Yeah, this is how I spend my Coronation bank holiday weekends, (OK, its the only one I've ever experienced, but if there's another one, I'll do the same thing): watching trash.  And yes, I clearly have a penchant for low budget urban vigilante movies.  Alley Cat (1984) undoubtedly sits several rungs of the low budget ladder lower than Ghetto Blaster (1989), that I looked at last time.  It certainly doesn't have the budget to stage the sorts of action sequences that the later film boasts, but it makes up for it by working its way through just about every cliche in the urban vigilante movie genre.  This time around, our vigilante is a woman - martial artist Billie (Karin Mani), who opens the film foiling an attempt by gang members to steal her car, then loses her grandmother to the same gang in a mugging gone wrong.  Naturally, she wants justice, but the system can't deliver it, clogged up as it is with bent and lazy cops, inept prosecutors and biased judges.  Things get complicated when she stops two gang members from raping another woman and finds herself prosecuted for having an unregistered firearm.  While the two scumbags get off after the victim is intimidated into refusing to give evidence, Billie ends up in Jail for thirty days.  At which point the movie lurches into women-in-prison type exploitation, complete with cell block fights and predatory lesbians.  Obviously, the prison guards can't control any of it because they are part of the system and - you've guessed it - the system sucks.  Out of jail and aided and abetted by a sympathetic young cop (and would be boyfriend), who is disillusioned with the system, she gets the goods on the gang and takes them all down using her martial arts skills.

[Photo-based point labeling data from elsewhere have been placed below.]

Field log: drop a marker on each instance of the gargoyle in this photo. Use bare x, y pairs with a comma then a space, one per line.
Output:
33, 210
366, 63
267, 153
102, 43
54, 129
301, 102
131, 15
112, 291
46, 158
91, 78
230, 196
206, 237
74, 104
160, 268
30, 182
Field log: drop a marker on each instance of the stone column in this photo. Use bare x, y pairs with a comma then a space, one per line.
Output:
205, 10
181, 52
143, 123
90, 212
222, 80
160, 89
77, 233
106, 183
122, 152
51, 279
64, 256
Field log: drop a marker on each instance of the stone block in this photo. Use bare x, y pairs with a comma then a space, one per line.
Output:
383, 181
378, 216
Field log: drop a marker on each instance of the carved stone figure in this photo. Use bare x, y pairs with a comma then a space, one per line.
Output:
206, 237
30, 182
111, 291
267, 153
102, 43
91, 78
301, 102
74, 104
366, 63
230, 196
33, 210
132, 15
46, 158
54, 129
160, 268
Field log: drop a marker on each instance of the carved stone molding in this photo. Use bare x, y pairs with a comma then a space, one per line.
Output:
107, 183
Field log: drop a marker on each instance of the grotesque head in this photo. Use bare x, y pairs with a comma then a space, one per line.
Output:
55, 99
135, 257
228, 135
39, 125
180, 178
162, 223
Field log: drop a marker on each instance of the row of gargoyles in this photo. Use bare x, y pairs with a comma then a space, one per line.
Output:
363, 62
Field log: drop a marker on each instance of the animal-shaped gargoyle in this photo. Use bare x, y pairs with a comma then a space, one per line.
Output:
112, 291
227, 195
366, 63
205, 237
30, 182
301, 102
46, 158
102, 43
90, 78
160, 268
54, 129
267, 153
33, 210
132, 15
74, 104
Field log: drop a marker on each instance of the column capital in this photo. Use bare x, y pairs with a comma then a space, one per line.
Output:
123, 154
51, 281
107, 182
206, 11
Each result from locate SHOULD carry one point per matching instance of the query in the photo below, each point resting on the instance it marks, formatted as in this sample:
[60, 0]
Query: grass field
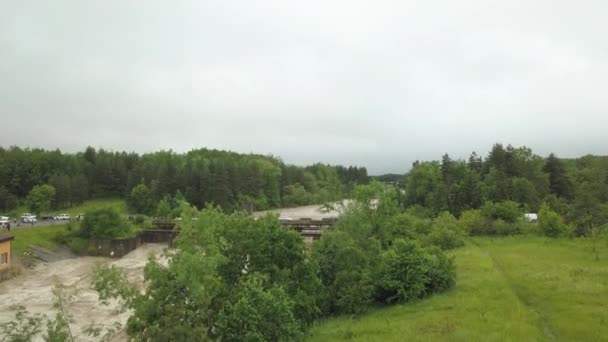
[45, 237]
[118, 204]
[508, 289]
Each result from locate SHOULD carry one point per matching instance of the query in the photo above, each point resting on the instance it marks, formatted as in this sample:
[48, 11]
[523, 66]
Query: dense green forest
[200, 177]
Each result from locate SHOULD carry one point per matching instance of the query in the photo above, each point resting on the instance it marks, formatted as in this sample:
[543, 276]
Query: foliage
[23, 329]
[344, 272]
[494, 275]
[40, 198]
[473, 223]
[446, 232]
[256, 312]
[104, 223]
[140, 199]
[8, 201]
[200, 176]
[163, 209]
[408, 271]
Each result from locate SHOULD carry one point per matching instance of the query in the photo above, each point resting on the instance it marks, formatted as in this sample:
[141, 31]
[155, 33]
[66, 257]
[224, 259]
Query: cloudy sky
[373, 83]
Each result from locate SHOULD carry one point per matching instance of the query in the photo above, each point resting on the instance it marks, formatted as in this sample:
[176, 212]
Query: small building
[5, 252]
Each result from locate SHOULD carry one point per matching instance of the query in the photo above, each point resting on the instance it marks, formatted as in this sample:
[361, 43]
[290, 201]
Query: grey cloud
[377, 83]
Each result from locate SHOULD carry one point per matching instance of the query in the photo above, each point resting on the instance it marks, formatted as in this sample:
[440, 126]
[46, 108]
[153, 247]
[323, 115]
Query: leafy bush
[257, 312]
[408, 271]
[507, 211]
[104, 223]
[501, 227]
[78, 245]
[550, 222]
[473, 223]
[446, 232]
[344, 273]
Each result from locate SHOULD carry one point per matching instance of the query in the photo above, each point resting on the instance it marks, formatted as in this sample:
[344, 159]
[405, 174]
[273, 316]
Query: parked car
[47, 217]
[62, 217]
[28, 218]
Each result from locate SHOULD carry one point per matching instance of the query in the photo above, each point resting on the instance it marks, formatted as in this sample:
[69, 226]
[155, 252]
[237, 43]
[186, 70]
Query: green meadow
[519, 288]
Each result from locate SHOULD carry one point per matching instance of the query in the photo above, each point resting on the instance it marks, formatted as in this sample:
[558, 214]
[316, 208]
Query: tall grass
[508, 289]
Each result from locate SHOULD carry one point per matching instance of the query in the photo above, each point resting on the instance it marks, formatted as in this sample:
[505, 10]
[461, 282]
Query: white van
[28, 218]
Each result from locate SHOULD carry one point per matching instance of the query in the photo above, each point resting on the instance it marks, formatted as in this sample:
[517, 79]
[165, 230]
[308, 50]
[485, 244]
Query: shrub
[78, 245]
[507, 211]
[257, 313]
[501, 227]
[446, 233]
[344, 272]
[550, 222]
[408, 271]
[139, 219]
[104, 223]
[442, 271]
[473, 223]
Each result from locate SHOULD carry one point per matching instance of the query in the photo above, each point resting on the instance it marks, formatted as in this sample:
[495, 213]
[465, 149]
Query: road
[40, 223]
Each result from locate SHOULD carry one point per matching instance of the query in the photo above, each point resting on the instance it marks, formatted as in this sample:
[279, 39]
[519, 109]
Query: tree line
[576, 189]
[200, 177]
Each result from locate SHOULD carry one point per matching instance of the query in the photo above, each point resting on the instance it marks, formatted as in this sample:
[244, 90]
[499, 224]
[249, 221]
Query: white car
[62, 217]
[28, 218]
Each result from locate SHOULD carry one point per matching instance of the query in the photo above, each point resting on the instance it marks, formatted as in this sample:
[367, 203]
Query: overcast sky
[373, 83]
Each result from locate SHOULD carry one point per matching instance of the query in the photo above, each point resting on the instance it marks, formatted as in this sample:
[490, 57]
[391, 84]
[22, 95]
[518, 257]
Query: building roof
[4, 238]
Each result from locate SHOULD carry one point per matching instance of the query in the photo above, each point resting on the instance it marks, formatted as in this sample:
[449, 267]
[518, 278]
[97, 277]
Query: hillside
[507, 289]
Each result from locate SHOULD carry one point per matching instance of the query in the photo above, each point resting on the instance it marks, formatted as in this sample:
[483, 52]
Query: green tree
[258, 312]
[40, 198]
[163, 209]
[7, 200]
[140, 200]
[559, 182]
[104, 223]
[345, 273]
[408, 271]
[550, 222]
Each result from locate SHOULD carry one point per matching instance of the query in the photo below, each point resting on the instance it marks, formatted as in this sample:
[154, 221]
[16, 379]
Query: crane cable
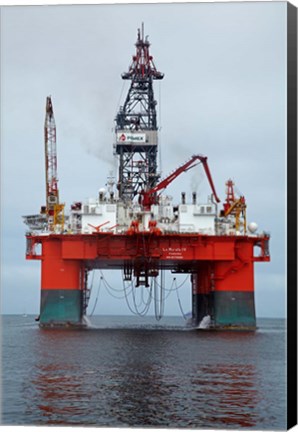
[159, 297]
[147, 304]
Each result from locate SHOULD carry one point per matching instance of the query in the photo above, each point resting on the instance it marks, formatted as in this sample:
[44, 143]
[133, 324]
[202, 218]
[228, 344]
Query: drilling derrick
[136, 125]
[53, 209]
[145, 237]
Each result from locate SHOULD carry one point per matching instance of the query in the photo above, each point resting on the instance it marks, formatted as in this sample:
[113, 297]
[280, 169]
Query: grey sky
[223, 95]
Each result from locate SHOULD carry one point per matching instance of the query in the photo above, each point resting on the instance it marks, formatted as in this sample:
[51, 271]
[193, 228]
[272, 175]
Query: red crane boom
[149, 197]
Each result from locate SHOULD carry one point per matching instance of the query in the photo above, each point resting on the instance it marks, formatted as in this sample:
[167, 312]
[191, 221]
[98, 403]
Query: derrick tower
[136, 125]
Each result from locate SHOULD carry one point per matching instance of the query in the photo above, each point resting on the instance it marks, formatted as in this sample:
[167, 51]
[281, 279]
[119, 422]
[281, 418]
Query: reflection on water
[138, 378]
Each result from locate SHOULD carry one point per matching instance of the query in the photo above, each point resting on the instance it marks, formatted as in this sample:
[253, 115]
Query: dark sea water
[131, 371]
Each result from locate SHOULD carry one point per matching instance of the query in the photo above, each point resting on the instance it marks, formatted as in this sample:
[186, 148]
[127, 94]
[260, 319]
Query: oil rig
[134, 227]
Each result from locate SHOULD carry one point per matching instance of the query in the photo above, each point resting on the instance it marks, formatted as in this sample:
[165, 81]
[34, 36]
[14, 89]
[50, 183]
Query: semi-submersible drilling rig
[131, 226]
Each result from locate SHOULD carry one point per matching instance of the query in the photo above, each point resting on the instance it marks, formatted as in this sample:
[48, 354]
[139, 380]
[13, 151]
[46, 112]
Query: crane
[53, 209]
[149, 197]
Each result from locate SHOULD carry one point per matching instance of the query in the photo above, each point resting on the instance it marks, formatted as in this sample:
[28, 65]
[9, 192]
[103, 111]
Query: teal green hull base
[61, 308]
[234, 310]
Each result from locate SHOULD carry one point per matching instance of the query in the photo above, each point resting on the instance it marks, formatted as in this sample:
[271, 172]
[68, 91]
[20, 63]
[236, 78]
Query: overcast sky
[223, 95]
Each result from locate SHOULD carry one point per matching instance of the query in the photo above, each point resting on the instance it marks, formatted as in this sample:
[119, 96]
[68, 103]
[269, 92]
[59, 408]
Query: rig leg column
[202, 298]
[62, 287]
[234, 304]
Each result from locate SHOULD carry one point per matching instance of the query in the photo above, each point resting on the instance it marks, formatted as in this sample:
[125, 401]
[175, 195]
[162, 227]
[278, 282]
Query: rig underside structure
[131, 226]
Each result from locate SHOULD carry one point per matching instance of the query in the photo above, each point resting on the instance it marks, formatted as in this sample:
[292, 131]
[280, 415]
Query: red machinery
[149, 197]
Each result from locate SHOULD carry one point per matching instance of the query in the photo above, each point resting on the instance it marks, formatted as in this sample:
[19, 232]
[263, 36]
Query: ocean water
[131, 371]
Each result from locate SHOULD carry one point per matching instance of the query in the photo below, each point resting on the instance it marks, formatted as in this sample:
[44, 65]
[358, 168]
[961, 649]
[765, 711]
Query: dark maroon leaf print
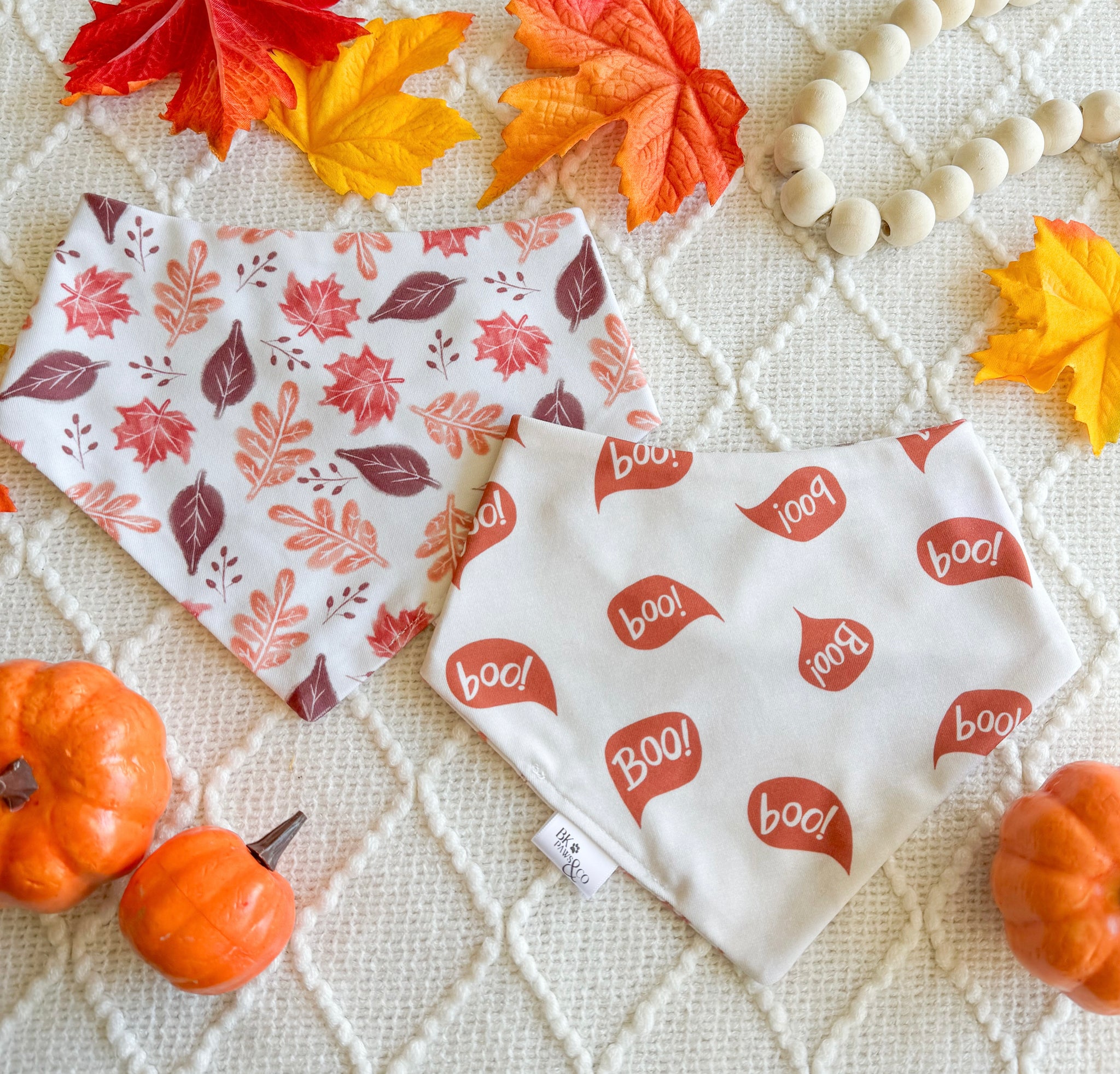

Released under the banner of Film Ventures, (always a good sign for lovers of exploitation), Alley Cat was actually a Filipino production (although filmed in LA) that ran into financial difficulties and was bailed out by Film Ventures.  Boasting no less than three directors, (credited collectively as 'Edward Victor' - for two of them it would be their only directorial credit), Alley Cat, while sometimes looking more than a little rough around the edges, is actually quite well put together, moving reasonably smoothly through its plot.  Overall, the scuzziness of its locations adds to an air of  'shot-on-the-streets' authenticity to proceedings.  The script is basic but functional, although it is less than subtle in ramming home its message - 'the system sucks' - at every available opportunity, with frequent angry monologues from the lead characters.  Performances, likewise, are just about adequate for this sort of film.  As already noted, the film can't muster the sorts of action sequences - car chases, explosions, gun fights - that graced the similar Ghetto Blaster, but it does feature a number of well staged fight sequences, where the heroine can show off her martial arts skills (the strongest part of her performance).  Bars get trashed and bad guys get thrown off of roofs during these sequences.  The fact that Alley Cat has, ostensibly, a feminist agenda underlying its vigilante plot, it is still an exploitation film made by men so can't resist including a few nude sequences  - all essential to the plot, of course.  All-in-all Alley Cat is pretty entertaining while it is on, although its apparent determination to include every exploitation trope it can think of - avenging angel vigilante, corrupt cops, women-in-prison, gang violence, even a cold turkey scene - tends to dilute its central message.  Worth watching if, like me, you are a sucker for urban vigilantes.